Adams et ses conseils de protection des blancs
Le 26 février 2023, selon The Cleveland Plain Dealer :
« Scott Adams, créateur de la bande dessinée Dilbert, s’est lancé dans une diatribe raciste cette semaine dans son émission vidéo en ligne Coffee with Scott Adams, et nous ne publierons plus sa bande dessinée dans le Plain Dealer. Ce n’est pas une décision difficile à prendre. Adams a déclaré que les noirs constituent un groupe haineux, citant un récent sondage Rasmussen qui, selon lui, montre que près de la moitié des noirs ne sont pas d’accord avec la phrase « C’est ok d’être blanc »…
« Je dirais, d’après la façon dont les choses se passent actuellement, que le meilleur conseil que je pourrais donner aux blancs est de se tenir à l’écart des noirs », dit Scott Adams dans la vidéo. ». Le journal est l’un des premiers à parler de cette histoire. Notons que le mot « diatribe » sera repris par l’ensemble des médias.
Well explained. — Scott Adams CANCELLED By Newspapers For Telling White People To Get Away… https://t.co/msHUgcL8pI via @YouTube
— Scott Adams (@ScottAdamsSays) February 26, 2023
Le NYT surenchérit
Par ailleurs, une porte-parole du New York Times a déclaré dimanche 27 février : « Nous avons décidé de ne plus publier la bande dessinée Dilbert dans notre édition imprimée à la suite de commentaires racistes de Scott Adams. La publication de la bande dessinée a été limitée à notre édition imprimée internationale et n’a pas été publiée dans notre édition américaine ou en ligne. » Dilbert a également été retiré de l’ensemble du réseau USA Today, qui publie plus de 200 journaux sur tout le territoire des États-Unis.
Ubu veut la censure
Notons cette drôle de déclaration, un peu ubuesque, de Therese Bottomly, rédactrice en chef de The Oregonian.
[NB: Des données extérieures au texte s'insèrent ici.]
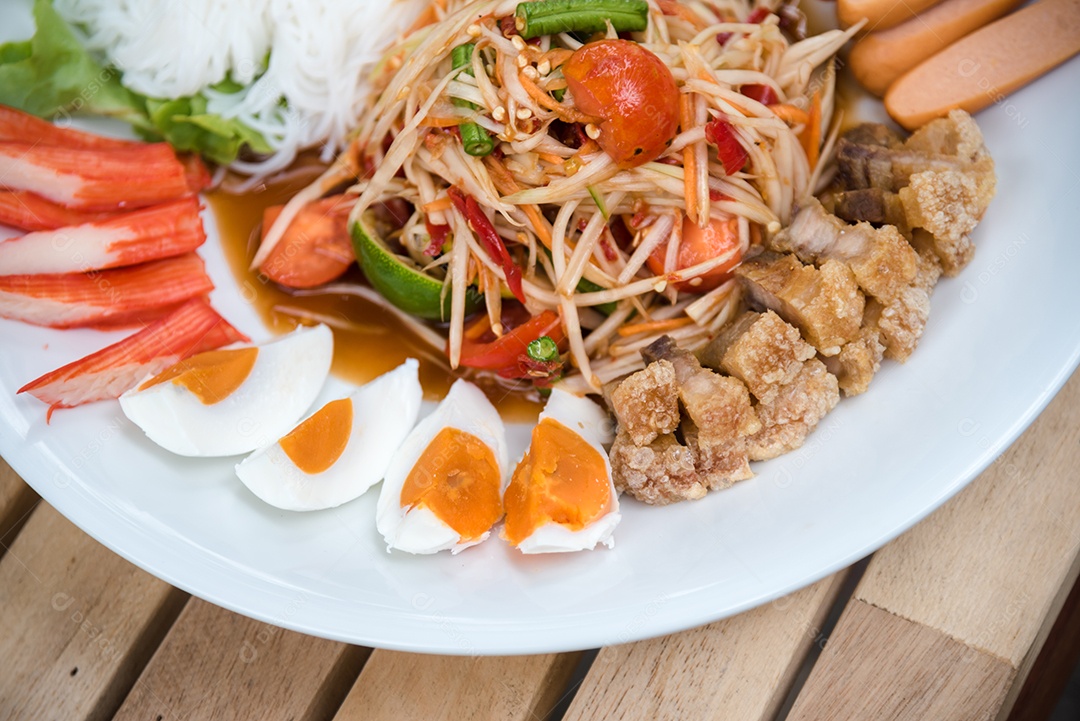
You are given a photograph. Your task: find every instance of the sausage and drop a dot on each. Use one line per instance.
(880, 57)
(987, 64)
(879, 14)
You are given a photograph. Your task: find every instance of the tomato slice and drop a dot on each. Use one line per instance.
(697, 246)
(632, 91)
(315, 248)
(503, 353)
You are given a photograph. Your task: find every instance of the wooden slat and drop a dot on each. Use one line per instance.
(215, 664)
(16, 500)
(737, 668)
(405, 685)
(78, 622)
(988, 571)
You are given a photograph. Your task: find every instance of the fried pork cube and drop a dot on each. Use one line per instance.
(945, 205)
(942, 176)
(659, 473)
(795, 411)
(718, 405)
(881, 259)
(646, 403)
(717, 466)
(823, 302)
(874, 205)
(858, 362)
(761, 351)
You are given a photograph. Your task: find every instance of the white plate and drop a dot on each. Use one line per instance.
(1001, 339)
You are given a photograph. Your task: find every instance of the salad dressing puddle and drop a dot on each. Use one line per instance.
(368, 341)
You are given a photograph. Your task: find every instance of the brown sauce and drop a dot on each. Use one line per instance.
(368, 341)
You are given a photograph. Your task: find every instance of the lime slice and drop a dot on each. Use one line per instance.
(399, 280)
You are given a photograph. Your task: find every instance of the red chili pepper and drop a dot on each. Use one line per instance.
(719, 132)
(437, 232)
(763, 94)
(503, 354)
(493, 243)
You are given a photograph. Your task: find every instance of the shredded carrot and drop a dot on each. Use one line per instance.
(505, 184)
(439, 204)
(652, 326)
(566, 113)
(551, 158)
(432, 121)
(790, 113)
(810, 137)
(689, 161)
(556, 56)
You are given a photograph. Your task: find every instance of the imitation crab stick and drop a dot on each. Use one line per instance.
(91, 299)
(27, 211)
(126, 239)
(23, 127)
(95, 179)
(193, 327)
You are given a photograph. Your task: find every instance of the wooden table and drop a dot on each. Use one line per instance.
(944, 623)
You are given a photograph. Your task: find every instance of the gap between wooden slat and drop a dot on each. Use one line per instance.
(855, 572)
(16, 501)
(396, 685)
(739, 668)
(216, 664)
(77, 623)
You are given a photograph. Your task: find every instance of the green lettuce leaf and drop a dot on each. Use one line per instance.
(53, 75)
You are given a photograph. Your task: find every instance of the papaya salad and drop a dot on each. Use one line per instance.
(545, 188)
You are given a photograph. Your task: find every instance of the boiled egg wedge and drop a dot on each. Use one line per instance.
(561, 497)
(234, 399)
(443, 490)
(340, 450)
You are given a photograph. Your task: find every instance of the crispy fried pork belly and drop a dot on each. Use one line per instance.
(944, 206)
(942, 176)
(794, 412)
(761, 351)
(646, 403)
(717, 467)
(882, 261)
(659, 473)
(719, 405)
(823, 302)
(858, 362)
(873, 205)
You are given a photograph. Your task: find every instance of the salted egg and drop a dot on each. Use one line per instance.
(340, 450)
(561, 497)
(235, 399)
(444, 488)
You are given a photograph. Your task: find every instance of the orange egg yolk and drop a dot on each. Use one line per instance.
(212, 376)
(318, 443)
(457, 478)
(562, 479)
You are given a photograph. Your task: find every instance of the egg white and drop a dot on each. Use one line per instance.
(383, 411)
(595, 427)
(285, 379)
(418, 530)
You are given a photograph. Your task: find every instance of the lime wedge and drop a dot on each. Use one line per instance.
(401, 281)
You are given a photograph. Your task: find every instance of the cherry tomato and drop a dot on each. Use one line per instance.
(502, 353)
(634, 94)
(697, 246)
(315, 248)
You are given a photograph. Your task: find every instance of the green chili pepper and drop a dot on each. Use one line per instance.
(474, 138)
(543, 350)
(552, 16)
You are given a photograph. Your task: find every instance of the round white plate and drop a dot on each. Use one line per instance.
(1002, 338)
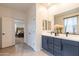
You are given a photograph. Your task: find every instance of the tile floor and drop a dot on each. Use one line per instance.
(22, 49)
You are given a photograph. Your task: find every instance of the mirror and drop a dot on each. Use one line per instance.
(67, 22)
(46, 25)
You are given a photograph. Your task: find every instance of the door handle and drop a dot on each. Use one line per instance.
(3, 33)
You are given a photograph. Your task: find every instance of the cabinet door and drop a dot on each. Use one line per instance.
(44, 42)
(69, 50)
(50, 44)
(8, 36)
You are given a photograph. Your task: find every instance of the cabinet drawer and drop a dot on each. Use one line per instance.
(69, 50)
(57, 41)
(57, 53)
(57, 47)
(74, 43)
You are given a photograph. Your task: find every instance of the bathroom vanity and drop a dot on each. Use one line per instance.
(61, 45)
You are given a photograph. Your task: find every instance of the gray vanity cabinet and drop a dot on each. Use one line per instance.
(60, 47)
(70, 48)
(57, 47)
(50, 45)
(44, 43)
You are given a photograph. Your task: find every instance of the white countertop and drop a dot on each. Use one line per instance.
(63, 36)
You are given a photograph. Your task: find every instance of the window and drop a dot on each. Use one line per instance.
(70, 24)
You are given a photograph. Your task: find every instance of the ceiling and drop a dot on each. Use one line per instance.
(18, 6)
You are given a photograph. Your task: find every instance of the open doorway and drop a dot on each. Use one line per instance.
(19, 31)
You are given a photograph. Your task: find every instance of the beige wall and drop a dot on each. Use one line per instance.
(30, 27)
(41, 14)
(9, 12)
(0, 33)
(59, 19)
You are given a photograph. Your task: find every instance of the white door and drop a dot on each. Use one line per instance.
(8, 36)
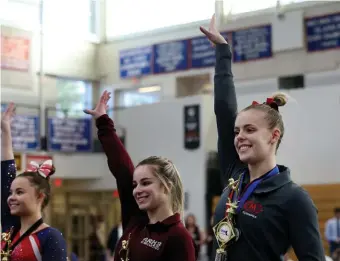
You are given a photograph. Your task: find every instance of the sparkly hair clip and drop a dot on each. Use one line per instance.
(270, 102)
(43, 170)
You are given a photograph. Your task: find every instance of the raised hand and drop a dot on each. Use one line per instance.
(101, 107)
(7, 116)
(213, 34)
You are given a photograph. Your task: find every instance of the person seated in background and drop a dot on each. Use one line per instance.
(194, 230)
(332, 231)
(112, 241)
(336, 255)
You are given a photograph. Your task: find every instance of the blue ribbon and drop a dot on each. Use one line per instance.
(252, 186)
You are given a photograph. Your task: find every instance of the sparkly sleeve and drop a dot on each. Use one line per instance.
(8, 172)
(53, 245)
(120, 165)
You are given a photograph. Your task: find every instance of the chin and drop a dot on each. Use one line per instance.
(15, 213)
(143, 207)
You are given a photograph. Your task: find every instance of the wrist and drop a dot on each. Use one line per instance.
(5, 128)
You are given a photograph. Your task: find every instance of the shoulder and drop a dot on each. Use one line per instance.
(49, 234)
(179, 234)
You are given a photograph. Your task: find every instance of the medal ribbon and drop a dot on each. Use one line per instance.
(27, 233)
(249, 189)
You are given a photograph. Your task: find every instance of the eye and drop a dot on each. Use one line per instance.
(146, 183)
(250, 130)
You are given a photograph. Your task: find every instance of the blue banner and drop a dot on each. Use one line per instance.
(322, 33)
(69, 135)
(25, 131)
(202, 52)
(171, 56)
(135, 62)
(252, 43)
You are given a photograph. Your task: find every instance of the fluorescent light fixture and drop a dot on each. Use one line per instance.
(149, 89)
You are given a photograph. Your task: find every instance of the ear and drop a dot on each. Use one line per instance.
(41, 197)
(276, 134)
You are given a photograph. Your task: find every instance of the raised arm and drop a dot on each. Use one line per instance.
(225, 103)
(8, 170)
(119, 161)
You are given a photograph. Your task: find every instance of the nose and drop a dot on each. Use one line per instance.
(137, 190)
(11, 198)
(240, 136)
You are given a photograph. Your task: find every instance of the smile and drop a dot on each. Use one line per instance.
(141, 199)
(243, 148)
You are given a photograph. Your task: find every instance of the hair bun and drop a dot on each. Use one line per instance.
(280, 98)
(52, 171)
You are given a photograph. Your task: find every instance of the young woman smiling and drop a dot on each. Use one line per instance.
(151, 198)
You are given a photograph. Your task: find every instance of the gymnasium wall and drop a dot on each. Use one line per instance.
(64, 55)
(288, 44)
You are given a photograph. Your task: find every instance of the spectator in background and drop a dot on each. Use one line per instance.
(97, 249)
(192, 227)
(332, 231)
(209, 240)
(112, 241)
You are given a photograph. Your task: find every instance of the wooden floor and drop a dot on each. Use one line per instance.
(326, 198)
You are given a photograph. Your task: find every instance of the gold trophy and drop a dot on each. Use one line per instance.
(6, 253)
(125, 247)
(224, 230)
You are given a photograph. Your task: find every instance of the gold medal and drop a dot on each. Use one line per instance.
(6, 253)
(224, 232)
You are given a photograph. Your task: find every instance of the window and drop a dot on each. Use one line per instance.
(76, 18)
(140, 96)
(94, 17)
(73, 97)
(153, 14)
(121, 19)
(110, 111)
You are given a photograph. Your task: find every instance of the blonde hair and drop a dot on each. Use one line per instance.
(273, 116)
(169, 176)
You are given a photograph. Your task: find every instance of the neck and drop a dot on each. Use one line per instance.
(27, 221)
(259, 169)
(159, 214)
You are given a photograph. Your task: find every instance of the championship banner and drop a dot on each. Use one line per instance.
(15, 53)
(18, 161)
(37, 158)
(192, 127)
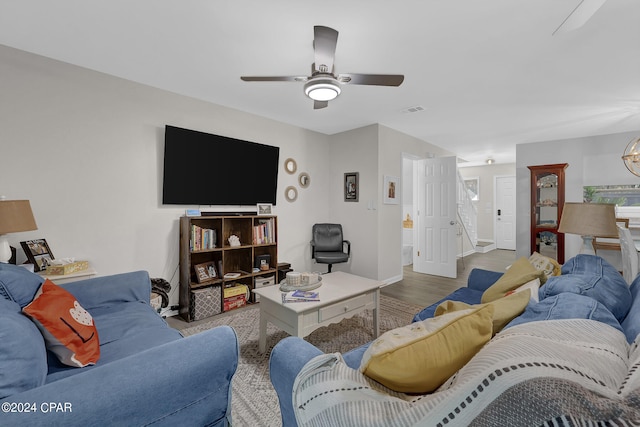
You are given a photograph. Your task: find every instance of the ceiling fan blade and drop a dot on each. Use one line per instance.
(320, 104)
(372, 79)
(580, 15)
(324, 44)
(274, 78)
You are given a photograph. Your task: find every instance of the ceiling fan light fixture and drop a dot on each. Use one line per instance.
(322, 89)
(631, 156)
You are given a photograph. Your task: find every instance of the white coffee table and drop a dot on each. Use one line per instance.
(342, 295)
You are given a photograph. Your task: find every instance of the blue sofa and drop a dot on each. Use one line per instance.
(147, 372)
(581, 302)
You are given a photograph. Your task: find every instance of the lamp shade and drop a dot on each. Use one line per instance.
(589, 219)
(15, 216)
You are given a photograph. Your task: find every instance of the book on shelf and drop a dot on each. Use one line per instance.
(236, 290)
(264, 232)
(300, 296)
(202, 238)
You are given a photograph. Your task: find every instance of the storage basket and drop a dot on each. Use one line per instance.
(205, 302)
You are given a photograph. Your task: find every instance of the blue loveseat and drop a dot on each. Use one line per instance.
(147, 372)
(572, 357)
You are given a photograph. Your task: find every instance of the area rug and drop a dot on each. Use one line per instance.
(254, 401)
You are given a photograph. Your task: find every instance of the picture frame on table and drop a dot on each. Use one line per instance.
(391, 190)
(205, 271)
(38, 253)
(264, 209)
(351, 189)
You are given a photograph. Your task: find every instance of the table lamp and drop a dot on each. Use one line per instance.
(15, 216)
(589, 220)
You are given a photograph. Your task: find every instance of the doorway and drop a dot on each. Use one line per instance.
(505, 213)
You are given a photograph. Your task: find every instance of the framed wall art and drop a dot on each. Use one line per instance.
(473, 187)
(391, 190)
(351, 186)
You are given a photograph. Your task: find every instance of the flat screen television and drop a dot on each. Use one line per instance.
(206, 169)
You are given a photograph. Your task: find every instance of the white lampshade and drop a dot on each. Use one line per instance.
(15, 216)
(589, 220)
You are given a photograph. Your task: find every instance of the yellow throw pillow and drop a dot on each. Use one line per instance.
(517, 275)
(549, 266)
(419, 357)
(505, 309)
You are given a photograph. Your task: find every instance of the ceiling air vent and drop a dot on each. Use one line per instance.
(415, 109)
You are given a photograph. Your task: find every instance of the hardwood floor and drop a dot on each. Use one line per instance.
(425, 289)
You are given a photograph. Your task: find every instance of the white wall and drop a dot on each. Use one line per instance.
(86, 149)
(356, 151)
(594, 160)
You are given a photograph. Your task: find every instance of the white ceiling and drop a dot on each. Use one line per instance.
(488, 73)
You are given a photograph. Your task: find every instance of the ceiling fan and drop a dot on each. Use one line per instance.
(323, 85)
(579, 16)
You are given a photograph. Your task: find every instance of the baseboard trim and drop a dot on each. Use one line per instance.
(486, 248)
(391, 280)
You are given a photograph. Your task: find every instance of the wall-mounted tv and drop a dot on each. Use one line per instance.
(205, 169)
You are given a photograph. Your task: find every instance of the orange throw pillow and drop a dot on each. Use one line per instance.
(67, 328)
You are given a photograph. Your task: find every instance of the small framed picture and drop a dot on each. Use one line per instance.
(206, 271)
(38, 253)
(391, 190)
(473, 187)
(265, 209)
(351, 186)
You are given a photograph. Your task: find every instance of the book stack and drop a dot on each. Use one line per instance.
(202, 238)
(265, 232)
(235, 297)
(300, 296)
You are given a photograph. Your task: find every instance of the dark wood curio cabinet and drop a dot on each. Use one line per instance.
(547, 201)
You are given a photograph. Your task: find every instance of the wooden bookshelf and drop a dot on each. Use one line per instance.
(205, 239)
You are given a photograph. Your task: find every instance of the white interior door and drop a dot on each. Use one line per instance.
(506, 212)
(435, 241)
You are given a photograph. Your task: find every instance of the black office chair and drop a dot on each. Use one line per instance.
(327, 244)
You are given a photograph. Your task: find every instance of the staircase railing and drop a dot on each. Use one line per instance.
(467, 212)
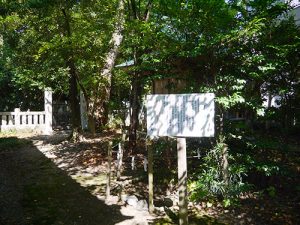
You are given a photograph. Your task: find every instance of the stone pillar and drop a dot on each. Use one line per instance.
(83, 112)
(48, 111)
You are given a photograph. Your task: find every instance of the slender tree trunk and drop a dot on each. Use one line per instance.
(74, 102)
(98, 107)
(73, 89)
(135, 109)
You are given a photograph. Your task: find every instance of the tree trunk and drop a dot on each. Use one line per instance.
(98, 107)
(73, 89)
(135, 109)
(74, 102)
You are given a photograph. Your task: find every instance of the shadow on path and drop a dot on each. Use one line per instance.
(34, 191)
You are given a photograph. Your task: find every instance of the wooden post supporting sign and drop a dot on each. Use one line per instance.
(182, 181)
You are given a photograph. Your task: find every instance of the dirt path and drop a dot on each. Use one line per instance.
(35, 191)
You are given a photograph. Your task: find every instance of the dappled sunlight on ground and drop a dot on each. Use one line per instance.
(54, 181)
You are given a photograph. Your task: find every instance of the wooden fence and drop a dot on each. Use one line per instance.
(40, 121)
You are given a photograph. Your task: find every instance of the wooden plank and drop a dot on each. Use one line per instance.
(150, 178)
(182, 181)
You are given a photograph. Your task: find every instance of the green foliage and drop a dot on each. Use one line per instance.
(210, 183)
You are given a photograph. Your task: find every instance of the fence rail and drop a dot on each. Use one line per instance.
(18, 120)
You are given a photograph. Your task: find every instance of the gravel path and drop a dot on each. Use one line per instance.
(35, 191)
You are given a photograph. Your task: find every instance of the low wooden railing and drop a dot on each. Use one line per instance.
(18, 120)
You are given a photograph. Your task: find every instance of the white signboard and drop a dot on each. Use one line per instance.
(182, 115)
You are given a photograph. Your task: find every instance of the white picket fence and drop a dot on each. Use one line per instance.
(40, 121)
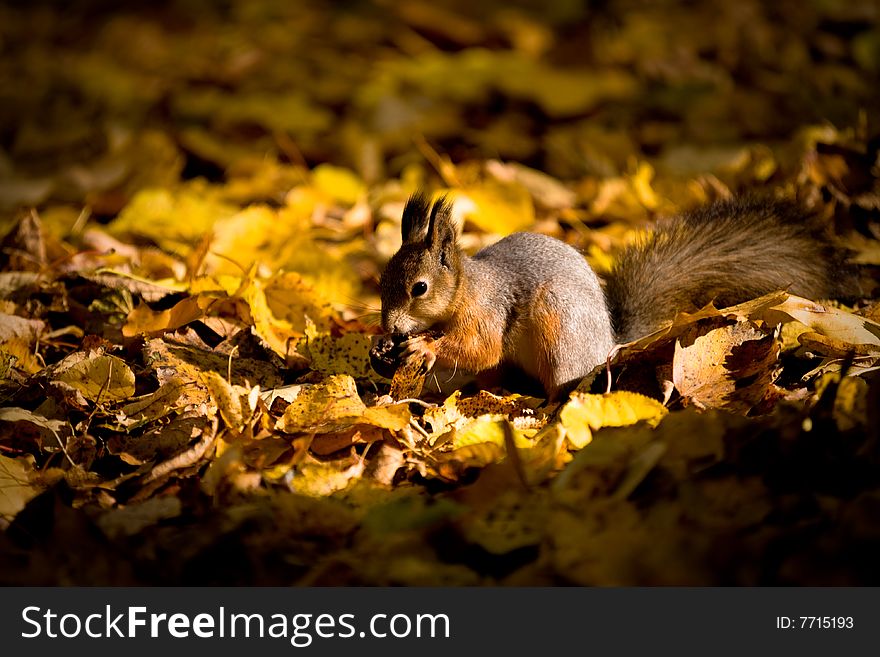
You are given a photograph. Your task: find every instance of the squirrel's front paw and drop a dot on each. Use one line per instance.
(419, 348)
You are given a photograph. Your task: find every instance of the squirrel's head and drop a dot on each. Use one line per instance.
(420, 282)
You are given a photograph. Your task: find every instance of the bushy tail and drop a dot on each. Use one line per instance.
(727, 252)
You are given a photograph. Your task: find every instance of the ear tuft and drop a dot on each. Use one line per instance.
(414, 224)
(440, 228)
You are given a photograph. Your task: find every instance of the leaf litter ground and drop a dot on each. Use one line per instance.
(197, 205)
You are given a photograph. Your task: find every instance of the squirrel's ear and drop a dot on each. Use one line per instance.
(414, 224)
(441, 232)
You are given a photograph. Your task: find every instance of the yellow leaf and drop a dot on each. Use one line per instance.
(496, 206)
(487, 429)
(15, 487)
(347, 354)
(174, 220)
(338, 183)
(334, 403)
(281, 309)
(728, 367)
(585, 413)
(831, 322)
(228, 401)
(98, 377)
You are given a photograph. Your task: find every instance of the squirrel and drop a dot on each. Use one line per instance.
(533, 301)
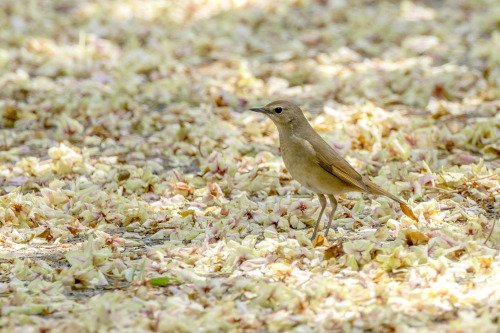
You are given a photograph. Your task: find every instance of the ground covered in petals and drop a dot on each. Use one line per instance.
(138, 195)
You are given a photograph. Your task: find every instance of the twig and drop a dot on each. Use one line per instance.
(491, 231)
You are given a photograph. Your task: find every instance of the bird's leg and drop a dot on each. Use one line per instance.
(333, 203)
(322, 201)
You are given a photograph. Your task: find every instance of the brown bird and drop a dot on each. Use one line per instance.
(314, 164)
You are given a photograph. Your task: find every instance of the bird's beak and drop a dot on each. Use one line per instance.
(261, 110)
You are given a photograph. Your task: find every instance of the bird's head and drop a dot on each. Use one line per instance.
(281, 112)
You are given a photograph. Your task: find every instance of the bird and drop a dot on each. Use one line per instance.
(315, 164)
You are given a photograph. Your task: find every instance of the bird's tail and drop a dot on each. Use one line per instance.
(377, 190)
Elle écrit dans une lettre aux lecteurs, samedi 26 février : « J’ai pris cette décision après avoir regardé la diatribe de près d’une heure d’Adams dans son émission « Real Coffee with Scott Adams » sur YouTube, qui comprenait des exhortations telles que : « Je dirais, d’après la façon dont les choses se passent actuellement, que le meilleur conseil que je donnerais aux Blancs est de s’éloigner des Noirs ». D’habitude, j’aime expliquer pleinement nos décisions aux lecteurs, mais une grande partie de ce qu’il a dit est trop manifestement offensant. Je ne répéterai pas ses commentaires ici. Certains lecteurs vont sans doute tourner ma décision en dérision, la qualifiant d’exemple d’une culture trop « woke » ou d’une réponse « politiquement correcte » instinctive. Qu’en est-il de la liberté d’expression, diront-ils ? N’est-ce pas de la censure ? Personne ne retire à Adams son droit à la liberté d’expression. Il est libre de partager ses commentaires odieux sur YouTube et Twitter tant que ces entreprises les autorisent. ». Un appel clair envoyé à YouTube et Twitter pour rendre invisible Scott Adams.
De son côté, le patron de Twitter, Elon Musk, en a profité pour critiquer la partialité des médias et leur offensive massive contre Scott Adams, une bonne polémique qui ne peut que faire du bien à Twitter.
Toute la carrière de Scott Adams, commencée il y a 30 ans, témoigne de la force de l’humour pour dire des vérités douloureuses au pouvoir politique comme aux pouvoirs médiatiques. En utilisant l’humour pour mettre en lumière les aspects sombres de la vie moderne, en tournant en dérision certains de nos modes de vie, Adams contribuait à donner un sens à un monde qui justement semble souvent insensé. Il vient de passer à la trappe.